Tony Blair spams me; Stephen Hawking stalks me. I don’t work for the University, but in my two years in Cambridge I have been to the Department for Applied Mathematics and Physics exactly once and was directed to his office by mistake. (He had an Onion story about him on the door.) Yesterday I was at the Centre for Mathematical Studies for the first time in my life and fellow workshop attendees had me sit at the next table to his at lunchtime. Sod off Stephen, haven’t you got a whole universe to make sense of?

Mad As A Hat

Muammar Gaddafi vsited the EU today and showed that he is as coherent now as he ever was. Here’s a sample:

“…the aging Arab radical showed flashes of his firebrand style in a 45-minute harangue to a joint news conference, at which questions were barred, under the watchful eye of four of his women bodyguards in blue camouflage uniforms on the podium.

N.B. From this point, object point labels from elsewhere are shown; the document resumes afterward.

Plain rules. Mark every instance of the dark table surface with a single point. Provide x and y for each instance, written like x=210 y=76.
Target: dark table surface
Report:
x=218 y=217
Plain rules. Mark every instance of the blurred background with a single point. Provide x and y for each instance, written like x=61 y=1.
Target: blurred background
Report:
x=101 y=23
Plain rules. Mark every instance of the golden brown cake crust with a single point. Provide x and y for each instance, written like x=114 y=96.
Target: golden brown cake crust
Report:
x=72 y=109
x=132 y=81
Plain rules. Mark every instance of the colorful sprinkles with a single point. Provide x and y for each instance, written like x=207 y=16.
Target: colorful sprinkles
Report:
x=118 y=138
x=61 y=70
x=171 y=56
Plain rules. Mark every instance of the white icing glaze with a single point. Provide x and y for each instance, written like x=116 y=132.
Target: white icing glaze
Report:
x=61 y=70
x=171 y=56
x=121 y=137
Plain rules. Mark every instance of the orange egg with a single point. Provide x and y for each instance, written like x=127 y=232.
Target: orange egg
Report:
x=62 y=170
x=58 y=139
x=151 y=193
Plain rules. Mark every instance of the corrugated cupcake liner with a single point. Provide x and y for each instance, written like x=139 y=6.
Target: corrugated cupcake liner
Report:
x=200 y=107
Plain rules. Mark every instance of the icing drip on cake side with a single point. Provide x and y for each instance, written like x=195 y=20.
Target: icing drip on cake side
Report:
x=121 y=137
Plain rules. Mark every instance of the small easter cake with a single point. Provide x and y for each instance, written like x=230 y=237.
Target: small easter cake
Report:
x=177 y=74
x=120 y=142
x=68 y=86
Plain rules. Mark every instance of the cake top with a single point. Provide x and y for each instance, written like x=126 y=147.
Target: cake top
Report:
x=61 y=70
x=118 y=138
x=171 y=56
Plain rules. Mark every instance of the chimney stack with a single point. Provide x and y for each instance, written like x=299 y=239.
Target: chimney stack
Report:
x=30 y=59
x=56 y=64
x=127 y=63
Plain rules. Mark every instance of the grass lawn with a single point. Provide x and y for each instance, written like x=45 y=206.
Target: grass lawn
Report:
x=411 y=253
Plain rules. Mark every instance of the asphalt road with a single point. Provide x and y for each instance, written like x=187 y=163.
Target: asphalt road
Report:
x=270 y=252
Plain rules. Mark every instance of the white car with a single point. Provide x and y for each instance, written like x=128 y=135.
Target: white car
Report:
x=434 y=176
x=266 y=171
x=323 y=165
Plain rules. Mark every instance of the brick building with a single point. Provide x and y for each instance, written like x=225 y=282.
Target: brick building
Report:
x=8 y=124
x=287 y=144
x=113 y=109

“I hope that we shall not be prompted or obliged by any evil to go back or to look backwards,”

Gaddafi said, after defending his past support for militant Third World “freedom fighters”.

“We do hope that we shall not be obliged or forced one day to go back to those days when we bomb our cars or put explosive belts around our beds and around our women so that we will not be searched and not be harassed in our bedrooms and in our homes, as it is taking place now in Iraq and in Palestine.”

courtesy of Reuters.

Some Should Have Prizes

The willingness of teachers to give out ‘A’ grades to their pupils in one state in the US seems to affect the performance of those pupils. This article summarizes a study of the effect. Ignore the writer’s political slant, but follow his various threads describing the results; they’re important, I think.